Like many people, I floss my teeth daily whenever I expect to make out with someone weekly whenever chicken gets stuck between my teeth the day before my dentist appointment less than I should, but there isn’t anything special about the Oral-B Indicator Floss that will cause me to change my oral hygiene habits. Even if it was made out of gold or had some kind of cross-promotion with High School Musical 3, it wouldn’t do much good to get people, like me, to floss more often. The only things this floss has to offer is a mild minty flavor, it’s easy to insert between teeth, it’s fray-resistant, and it can bring a smile to your dentist’s face if you use it more than once a week.

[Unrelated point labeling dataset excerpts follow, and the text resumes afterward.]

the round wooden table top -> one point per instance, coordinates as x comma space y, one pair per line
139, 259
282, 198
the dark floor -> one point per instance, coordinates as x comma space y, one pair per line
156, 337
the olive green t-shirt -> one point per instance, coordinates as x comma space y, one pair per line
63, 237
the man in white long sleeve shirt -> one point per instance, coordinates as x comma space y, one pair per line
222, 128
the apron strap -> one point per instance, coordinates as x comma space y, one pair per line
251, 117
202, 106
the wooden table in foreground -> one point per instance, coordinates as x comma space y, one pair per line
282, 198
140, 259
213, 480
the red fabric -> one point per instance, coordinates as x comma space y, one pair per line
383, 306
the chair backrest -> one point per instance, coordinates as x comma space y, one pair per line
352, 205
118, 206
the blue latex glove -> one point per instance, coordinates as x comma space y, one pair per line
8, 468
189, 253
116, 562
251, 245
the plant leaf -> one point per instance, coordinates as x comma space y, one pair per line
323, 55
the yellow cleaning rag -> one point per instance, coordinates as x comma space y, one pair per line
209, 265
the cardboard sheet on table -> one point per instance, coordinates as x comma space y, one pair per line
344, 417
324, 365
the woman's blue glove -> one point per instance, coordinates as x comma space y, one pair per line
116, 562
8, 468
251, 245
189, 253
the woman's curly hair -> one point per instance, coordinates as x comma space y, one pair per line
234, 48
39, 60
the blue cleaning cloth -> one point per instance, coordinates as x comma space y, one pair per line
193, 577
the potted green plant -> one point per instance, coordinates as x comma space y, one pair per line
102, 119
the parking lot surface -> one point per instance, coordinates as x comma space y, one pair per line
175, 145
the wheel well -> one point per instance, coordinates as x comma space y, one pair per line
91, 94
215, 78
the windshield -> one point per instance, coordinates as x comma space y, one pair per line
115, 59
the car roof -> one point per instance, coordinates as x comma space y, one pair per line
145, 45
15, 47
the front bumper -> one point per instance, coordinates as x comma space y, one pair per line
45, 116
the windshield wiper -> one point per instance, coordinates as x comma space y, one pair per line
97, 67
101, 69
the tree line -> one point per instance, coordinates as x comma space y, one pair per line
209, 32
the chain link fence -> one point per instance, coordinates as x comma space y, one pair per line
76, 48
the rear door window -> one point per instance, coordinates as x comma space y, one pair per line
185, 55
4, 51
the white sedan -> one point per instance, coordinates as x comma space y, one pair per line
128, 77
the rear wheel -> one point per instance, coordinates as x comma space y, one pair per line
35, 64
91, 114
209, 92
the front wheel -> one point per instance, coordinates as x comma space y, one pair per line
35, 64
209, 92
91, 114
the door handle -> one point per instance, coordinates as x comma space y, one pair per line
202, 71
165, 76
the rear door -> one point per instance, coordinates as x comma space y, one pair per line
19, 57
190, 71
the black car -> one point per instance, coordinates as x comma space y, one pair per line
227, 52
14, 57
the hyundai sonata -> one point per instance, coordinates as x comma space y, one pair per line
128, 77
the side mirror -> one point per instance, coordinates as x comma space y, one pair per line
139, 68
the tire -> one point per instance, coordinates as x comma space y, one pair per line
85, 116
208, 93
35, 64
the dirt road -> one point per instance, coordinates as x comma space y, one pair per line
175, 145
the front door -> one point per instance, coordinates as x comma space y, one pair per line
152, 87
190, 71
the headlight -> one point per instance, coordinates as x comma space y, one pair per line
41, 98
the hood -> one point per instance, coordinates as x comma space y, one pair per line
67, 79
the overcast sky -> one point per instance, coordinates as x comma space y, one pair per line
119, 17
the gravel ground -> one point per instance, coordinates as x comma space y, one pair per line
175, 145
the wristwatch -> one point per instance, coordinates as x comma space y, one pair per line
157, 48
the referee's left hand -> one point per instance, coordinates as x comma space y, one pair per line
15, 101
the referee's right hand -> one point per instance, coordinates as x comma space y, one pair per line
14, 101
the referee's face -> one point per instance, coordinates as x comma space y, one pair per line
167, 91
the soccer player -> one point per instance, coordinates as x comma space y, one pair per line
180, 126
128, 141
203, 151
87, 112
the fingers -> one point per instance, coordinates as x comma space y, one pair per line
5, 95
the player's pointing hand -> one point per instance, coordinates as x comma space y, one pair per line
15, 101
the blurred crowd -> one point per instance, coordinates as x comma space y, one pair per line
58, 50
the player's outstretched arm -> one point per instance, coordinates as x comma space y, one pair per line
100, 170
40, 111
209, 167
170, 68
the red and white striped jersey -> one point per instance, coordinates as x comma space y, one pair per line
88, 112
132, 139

The Oral-B Indicator Floss does what it’s supposed to do — get rid of the plaque in between your teeth and below your gumline. The blue color does make it easier to see the gunk you’re removing and harder to see the blood from gums that aren’t used to flossing, but again, I’ve used cheaper red and green floss that does both things just as well.

Item: Oral-B Indicator Floss
Price: $2.47
Size: 50 m/55 yd
Purchased at: Wal-Mart
Rating: 6 out of 10
Pros: It removes plaque. It’s minty flavored. It’s blue. Includes French translation on packaging. Easy to insert between teeth. Fray-resistant.
Cons: Kind of pricey for floss. Can get the same job done with other colored floss. The amount of plaque on my teeth. Nothing special that will make me want to floss more often. My poor flossing habits. High School Musical 3. Heather Mills. Bleeding gums.

14 thoughts to “Oral-B Indicator Floss”

  1. It’s kind of hard to see blood on red floss, isn’t it? It’s for this reason that mass murderers prefer not to use red colored knives.

  2. I prefer to buy little kid floss because it comes in fun flavors. Mmmm…bubble gum and berry….

  3. I floss more often than most because I don’t like getting yelled at by my dental hygienist when I go in for my semi annual checkup. Maybe if you got checkups at the dentist periodically, you would do the same thing?

  4. Flossing sucks.. but then again so does the cavaties you can get between your teeth for not flossing and then the scaling they do to your teeth for not flossing.. even though you brush your teeth twice a day. :p

  5. I’ve never tried Oral-B floss, as I mostly stick to Crest’s “Glide” brand, as it is the only one I can find that doesn’t aggravate my gums.

    I brush, floss, and rinse every day. I don’t find it takes all that long, so why not? ;P

  6. @armauld – I stopped buying floss and toothpaste for kids because of the weird pedophile looks I would get from parents.

    @Heidi – It’s not a matter of me wanting to go in for checkups regularly, it’s a matter of my dentist wanting to see me for checkups regularly. Apparently I am a horrible patient.

    @lex – I wish I had someone could do the flossing for me because I hate wrapping the floss around my finger because I always seem to cut off the circulation.

    @NobleArc, The Lazy Canadian – I’m too lazy to count strokes and if I miscount the strokes then I have to start all over again. I miscount often so I’m surprised I don’t have the whitest teeth ever.

    @Natalie – Holy crap! Your comment has given me the greatest idea ever. Someone should make floss with a toothpaste coating. I’m going to write my patent right now.

  7. @The Unlazy Canadian

    angry bob is not important and you bothered to reply to him. Henceforth, you shall be known as NobleArc, The Industrious Canadian Beaver.


    That statement should have gone with the previous review. angry bob suspects that is how most Subway new product ideas start.

  8. The packaging says it’s an “indicator” floss; and the inset illustration suggests that perhaps the blue color is supposed to rub off if you exert enough pressure while using it. That’s a guess, anyway. If the color’s not coming off, maybe you’re not flossing right? Otherwise the whole thing is just bogus.

  9. Marvo, that would actually be handy. Right now I actually put toothpaste on my thumb and finger and then run floss through it to get it coated with toothpaste. You inventing this would make my life so much easier.